EBS: GSM-7 and UCS-2 Character Encodings and Their Importance When Sending SMS Messages

What is GSM-7?

Encoding Character Set

GSM-7 is the standard alphabet, or better known as character encoding, used for SMS messages. It consists of 140 characters, includes most of the characters used in Latin-based languages, such as English, French (including accented characters), and Nordic characters. Additionally, all punctuation and many commonly used special characters are considered part of the GSM-7 encoding. See the table on the right for the full GSM-7 character encoding. More details on GSM-7 can be found at GSM 03.38.

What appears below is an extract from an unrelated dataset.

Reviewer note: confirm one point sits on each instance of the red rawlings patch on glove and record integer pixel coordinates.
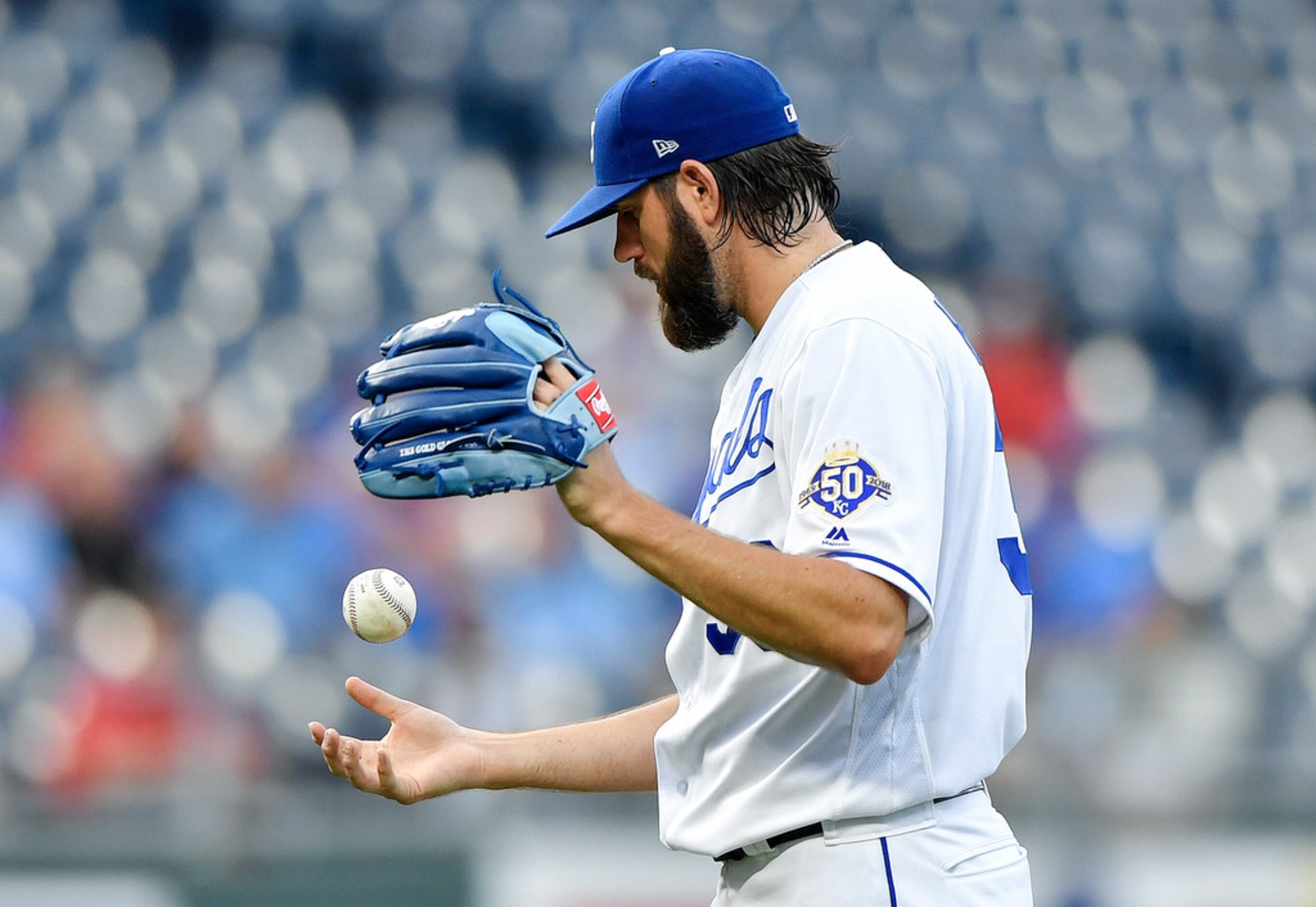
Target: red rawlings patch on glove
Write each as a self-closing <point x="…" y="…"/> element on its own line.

Table/image source: https://en.wikipedia.org/wiki/GSM_03.38#GSM_7-bit_default_alphabet_and_extension_table_of_3GPP_TS_23.038_/_GSM_03.38

What is UCS-2?

UCS-2 is an alphabet, or better known as character encoding, used for SMS messages when the more commonly used GSM-7 encoding can not be used. It consists of more than 65,000 characters including all of the East Asian language (Chinese, Japanese, Korean) characters, Arabic characters, and most special characters not covered by GSM-7. More details on UCS-2 can be found at Universal Coded Character Set

Why are the GSM-7 and UCS-2 encodings important when sending SMS messages?

Example GSM-7 and UCS-2

Most mobile phones and operators worldwide prefer GSM-7 as the de facto encoding for transferring SMS messages. However, if the message being transferred contains a single non-GSM-7 character, then the message will be transmitted using the UCS-2 encoding instead.

The SMS protocol allows for up to 160 GSM-7 characters, or 70 UCS-2 characters, to be transmitted per message segment. When a message is larger than the allowed number of characters, then the mobile operator will split the message and send multiple message segments which are then combined together and displayed as a single message by the handheld device. This message segmentation process consumes some characters for building message headers in each segment, to allow the handheld device to combine the segments together into a single message. As a result, a GSM-7 message segment is 153 characters, and a UCS-2 message segment is 67 characters, when segmentation occurs. See the diagram on the right for examples.

Additional Considerations with GSM-7

  1. A few characters, even though considered part of the standard GSM-7 encoding, consume two character spaces instead of one. These characters include the open/close square and curly brackets ('[', ']', '{', '}'). The full set of such characters are known as the Basic Character Set Extension, as demonstrated in the GSM-7 character table above.
  2. GSM-7 supports a concept know as shift tables to accommodate additional characters beyond the standard 140. However, this is not a widely supported mechanism by mobile operators globally. As a result, Everbridge only considers the standard characters when calculating the length of a message.

How does SMS message splitting affect my usage?

Each message segment counts towards your usage credit. For example, a 500 character message using all GSM-7 characters will be split into 4 message segments and count as 4 SMS messages in your usage report.

How can I keep my costs associated with multi-segmented SMS messages to a minimum?

One of the features in the Everbridge SmartPath suite is Single SMS. With Single SMS enabled for your Organization, you can be sure that SMS messages will be kept to a single segment whenever possible, while still ensuring that your contacts can get to the message in its entirety.